橋りょう塗り替え工事における塗装費の積算について処置を要求したもの


(2) 橋りょう塗り替え工事における塗装費の積算について処置を要求したもの

 (昭和49年11月29日付け49検第357号 建設大臣あて)

 東北ほか7地方建設局(注) 及び北海道開発局(以下「各地方建設局等」という。)が昭和48年度に施行した橋りょう塗り替え工事(以下「塗り替え工事」という。)のうち、十和田国道橋梁塗装工事ほか96工事(工事費総額11億7607万余円)について検査したところ、次のとおり、塗装費の積算が適切でないと認められる点が見受けられた。

 すなわち、上記の97工事は、いずれも鋼道路橋の塗り替えを行うものであるが、これらの工事の予定価格の内訳についてみると、塗り替えに要する労務費については、上記の各地方建設局等がそれぞれ独自に定めた標準歩掛かりにより総面積約690,000m2 分で6億6262万余円と算定している。

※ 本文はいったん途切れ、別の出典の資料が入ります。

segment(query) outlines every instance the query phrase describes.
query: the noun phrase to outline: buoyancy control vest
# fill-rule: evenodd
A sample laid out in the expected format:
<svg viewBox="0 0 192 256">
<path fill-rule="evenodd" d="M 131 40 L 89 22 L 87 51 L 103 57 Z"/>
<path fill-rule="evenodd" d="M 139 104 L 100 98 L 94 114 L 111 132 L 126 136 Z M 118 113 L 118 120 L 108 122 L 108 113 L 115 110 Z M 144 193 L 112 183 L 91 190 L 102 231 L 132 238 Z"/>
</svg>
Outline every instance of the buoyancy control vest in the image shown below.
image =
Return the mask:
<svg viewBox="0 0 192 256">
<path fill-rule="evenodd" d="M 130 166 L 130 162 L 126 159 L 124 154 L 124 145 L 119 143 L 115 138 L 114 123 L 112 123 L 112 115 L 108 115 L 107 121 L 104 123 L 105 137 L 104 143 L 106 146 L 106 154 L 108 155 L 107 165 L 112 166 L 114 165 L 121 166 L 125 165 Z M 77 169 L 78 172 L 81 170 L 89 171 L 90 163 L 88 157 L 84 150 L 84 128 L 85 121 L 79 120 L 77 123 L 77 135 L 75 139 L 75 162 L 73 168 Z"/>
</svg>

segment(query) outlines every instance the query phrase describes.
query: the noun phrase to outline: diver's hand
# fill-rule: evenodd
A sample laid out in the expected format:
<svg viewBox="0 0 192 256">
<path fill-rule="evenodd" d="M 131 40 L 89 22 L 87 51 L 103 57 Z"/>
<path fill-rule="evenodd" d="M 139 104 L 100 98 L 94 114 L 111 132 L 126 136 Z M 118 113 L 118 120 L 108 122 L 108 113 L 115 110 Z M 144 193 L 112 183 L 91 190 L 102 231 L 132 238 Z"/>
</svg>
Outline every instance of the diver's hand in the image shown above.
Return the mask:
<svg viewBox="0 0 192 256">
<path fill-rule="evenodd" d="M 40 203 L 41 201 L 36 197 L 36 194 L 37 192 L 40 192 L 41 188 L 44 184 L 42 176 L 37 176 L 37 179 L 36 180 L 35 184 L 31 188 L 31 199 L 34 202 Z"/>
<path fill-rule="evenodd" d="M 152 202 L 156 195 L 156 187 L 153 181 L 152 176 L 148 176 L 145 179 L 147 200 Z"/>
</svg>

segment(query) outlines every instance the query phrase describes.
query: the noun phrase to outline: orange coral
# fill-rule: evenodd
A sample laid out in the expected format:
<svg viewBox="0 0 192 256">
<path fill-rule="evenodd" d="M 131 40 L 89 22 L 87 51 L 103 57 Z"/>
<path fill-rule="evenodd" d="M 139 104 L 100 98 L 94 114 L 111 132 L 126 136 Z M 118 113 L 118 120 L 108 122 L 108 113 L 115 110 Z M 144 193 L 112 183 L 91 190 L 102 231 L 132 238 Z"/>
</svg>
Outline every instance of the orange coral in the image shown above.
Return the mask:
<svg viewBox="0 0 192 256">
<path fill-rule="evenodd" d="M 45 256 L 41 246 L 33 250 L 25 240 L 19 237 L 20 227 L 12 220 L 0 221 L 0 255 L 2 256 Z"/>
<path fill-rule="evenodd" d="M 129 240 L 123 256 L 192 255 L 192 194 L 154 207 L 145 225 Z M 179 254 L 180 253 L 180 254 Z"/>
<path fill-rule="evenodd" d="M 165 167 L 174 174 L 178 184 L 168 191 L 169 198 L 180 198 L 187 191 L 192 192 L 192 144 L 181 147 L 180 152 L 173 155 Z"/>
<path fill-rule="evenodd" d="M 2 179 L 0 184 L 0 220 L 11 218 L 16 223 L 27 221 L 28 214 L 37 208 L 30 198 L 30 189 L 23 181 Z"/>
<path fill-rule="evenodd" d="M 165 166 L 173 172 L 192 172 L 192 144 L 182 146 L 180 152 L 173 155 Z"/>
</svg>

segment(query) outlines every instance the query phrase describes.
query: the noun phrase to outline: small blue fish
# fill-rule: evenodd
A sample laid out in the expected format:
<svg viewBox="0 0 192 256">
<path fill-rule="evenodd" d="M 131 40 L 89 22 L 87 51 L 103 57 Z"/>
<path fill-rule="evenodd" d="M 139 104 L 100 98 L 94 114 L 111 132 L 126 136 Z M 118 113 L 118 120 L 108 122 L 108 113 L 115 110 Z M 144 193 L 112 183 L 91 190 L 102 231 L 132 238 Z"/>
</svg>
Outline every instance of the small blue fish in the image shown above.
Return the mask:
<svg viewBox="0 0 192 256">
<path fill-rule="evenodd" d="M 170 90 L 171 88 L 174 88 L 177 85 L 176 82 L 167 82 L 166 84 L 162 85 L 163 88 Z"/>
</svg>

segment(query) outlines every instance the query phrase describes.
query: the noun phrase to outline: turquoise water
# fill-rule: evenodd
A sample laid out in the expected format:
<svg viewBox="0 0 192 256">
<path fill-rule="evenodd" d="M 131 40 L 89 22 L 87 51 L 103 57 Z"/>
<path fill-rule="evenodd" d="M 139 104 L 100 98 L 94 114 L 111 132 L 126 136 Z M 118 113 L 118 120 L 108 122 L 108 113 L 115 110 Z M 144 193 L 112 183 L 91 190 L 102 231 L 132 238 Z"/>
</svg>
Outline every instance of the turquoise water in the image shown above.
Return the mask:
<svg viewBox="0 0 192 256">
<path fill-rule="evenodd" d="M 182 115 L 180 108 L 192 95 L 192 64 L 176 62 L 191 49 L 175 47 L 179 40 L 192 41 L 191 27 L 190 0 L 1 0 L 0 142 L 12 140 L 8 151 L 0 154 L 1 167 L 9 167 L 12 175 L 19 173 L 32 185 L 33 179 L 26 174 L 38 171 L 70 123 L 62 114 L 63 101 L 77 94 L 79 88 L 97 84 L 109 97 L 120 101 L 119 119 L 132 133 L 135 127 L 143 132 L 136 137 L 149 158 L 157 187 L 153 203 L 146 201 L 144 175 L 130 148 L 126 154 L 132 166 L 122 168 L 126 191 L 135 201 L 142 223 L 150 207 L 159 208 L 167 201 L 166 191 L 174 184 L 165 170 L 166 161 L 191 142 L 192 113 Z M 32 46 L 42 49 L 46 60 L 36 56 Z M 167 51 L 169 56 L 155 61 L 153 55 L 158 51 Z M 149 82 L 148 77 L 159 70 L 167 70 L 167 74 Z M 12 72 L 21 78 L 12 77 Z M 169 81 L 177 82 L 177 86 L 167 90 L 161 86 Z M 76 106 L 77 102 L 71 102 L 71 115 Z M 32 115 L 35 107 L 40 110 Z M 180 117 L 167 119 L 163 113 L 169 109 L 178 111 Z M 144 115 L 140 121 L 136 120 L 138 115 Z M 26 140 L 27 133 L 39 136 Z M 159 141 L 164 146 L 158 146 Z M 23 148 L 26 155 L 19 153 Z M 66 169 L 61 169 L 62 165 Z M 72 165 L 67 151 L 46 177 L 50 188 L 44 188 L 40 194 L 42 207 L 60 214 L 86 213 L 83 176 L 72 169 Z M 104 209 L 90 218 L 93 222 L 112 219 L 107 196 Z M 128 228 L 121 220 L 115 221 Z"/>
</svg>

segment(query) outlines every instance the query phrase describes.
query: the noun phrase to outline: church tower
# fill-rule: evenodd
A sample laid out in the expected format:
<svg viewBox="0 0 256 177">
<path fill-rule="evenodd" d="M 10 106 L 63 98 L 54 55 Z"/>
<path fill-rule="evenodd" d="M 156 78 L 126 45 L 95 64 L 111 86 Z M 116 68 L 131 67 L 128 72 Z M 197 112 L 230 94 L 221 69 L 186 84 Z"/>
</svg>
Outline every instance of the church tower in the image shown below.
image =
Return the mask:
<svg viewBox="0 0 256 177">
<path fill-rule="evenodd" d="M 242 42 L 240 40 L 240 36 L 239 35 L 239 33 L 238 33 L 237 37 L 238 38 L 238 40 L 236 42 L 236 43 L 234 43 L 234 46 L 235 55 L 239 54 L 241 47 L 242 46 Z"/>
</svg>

 しかして、上記の標準歩掛かりは、いずれも42年に建設省が定めた「橋梁上部工積算基準(案)」(以下「積算基準案」という。)を基にして作成されたものであり、49年3月の積算基準案の改定に伴ってその大部分が従来より若干低いものに改定されているが、本院がこれらの塗り替え工事の施工の実態を調査したところ、いずれも改定後の標準歩掛かりを下回る歩掛かりで施工されている状況であり、また、関係諸団体の積算資料等をみてもこの施工の実態とほぼ同程度の歩掛かりが定められている。したがって、本件各工事の施行に当たって、施工の実態に適合した歩掛かりによって積算したとすれば、積算額を約1億円程度低減できたと認められる。

 このような事態を生じたのは、同省が標準歩掛かり作成の基礎として各地方建設局等に示している積算基準案に足場、工具等の改良に伴って作業能率が向上している最近の作業の実態や、関係諸団体の積算資料等の歩掛かりが反映されていなかったことなどによると認められる。

 ついては、同省においては、各地方建設局等がこの種工事を今後も引き続き施行するのであり、しかも、この種工事は工事費に占める労務費の割合がかなり大きいのであるから、施工の実態を十分調査検討の上積算の基準を早急に整備して、これにより各地方建設局等の標準歩掛かりの内容を適切なものに改定させ、もって予定価格積算の適正を期する要があると認められる。